Ironworker Chris Scattone remembers walking slowly to the edge of the 63rd story of the skyscraper he was helping to build and imagining his own funeral. He remembers the orange glow from a nearby copper rooftop in lower Manhattan, and how his T-shirt was spattered with blood after he shot heroin that morning. He was homeless, severely underweight and convinced life was not worth living.
A coworker – a union brother – noticed him, grabbed his harness and asked if he was OK.
“Somehow I ended up in the middle of the floor, and I remember being in a fetal position, and it was the first time I ever cried for help in my whole life. I remember looking at him and saying, ‘I don’t want to die, and I need help,’” Scattone said. His coworker connected him to union support that helped him get into rehab.
“What Cornell is doing is a form of action,” said Scattone, now member assistance program director at the Ornamental and Architectural Ironworkers Union Local 580. “It’s not another slogan, it’s not another poster, it’s not another help line to call,” he said. “It’s an in-person action and I respect it, because it’s saying it’s OK to ask for help, and that’s what they’re providing.”

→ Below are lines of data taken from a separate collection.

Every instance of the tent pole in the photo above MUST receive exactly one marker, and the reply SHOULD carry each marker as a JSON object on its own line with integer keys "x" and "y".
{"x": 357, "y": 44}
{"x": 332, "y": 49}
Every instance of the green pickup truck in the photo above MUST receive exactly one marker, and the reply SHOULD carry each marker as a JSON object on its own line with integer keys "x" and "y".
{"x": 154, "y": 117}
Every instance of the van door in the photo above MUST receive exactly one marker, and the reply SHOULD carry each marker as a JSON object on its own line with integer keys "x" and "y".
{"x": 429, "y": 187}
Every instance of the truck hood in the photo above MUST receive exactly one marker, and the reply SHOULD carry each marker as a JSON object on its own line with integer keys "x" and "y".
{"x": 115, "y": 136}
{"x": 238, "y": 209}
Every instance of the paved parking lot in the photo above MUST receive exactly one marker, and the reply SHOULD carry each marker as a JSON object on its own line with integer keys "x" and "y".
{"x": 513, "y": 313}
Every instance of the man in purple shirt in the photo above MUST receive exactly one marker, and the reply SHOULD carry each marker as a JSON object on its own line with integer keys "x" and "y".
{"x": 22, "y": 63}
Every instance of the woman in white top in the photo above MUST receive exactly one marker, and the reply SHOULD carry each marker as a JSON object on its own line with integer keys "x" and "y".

The program, the Building Trades Peer Support Network, includes a two-hour training, “It’s Not Weak to Speak.” Another component trains union members to be on-site peer supporters who listen to troubled coworkers, assess the risk of their mental health and refer them to appropriate support.
The construction industry has one of the highest suicide rates of any industry in the country, second only to mining, according the Centers for Disease Control and Prevention. And construction workers die of drug overdoses at a greater rate than workers in any other industry, according to the CDC.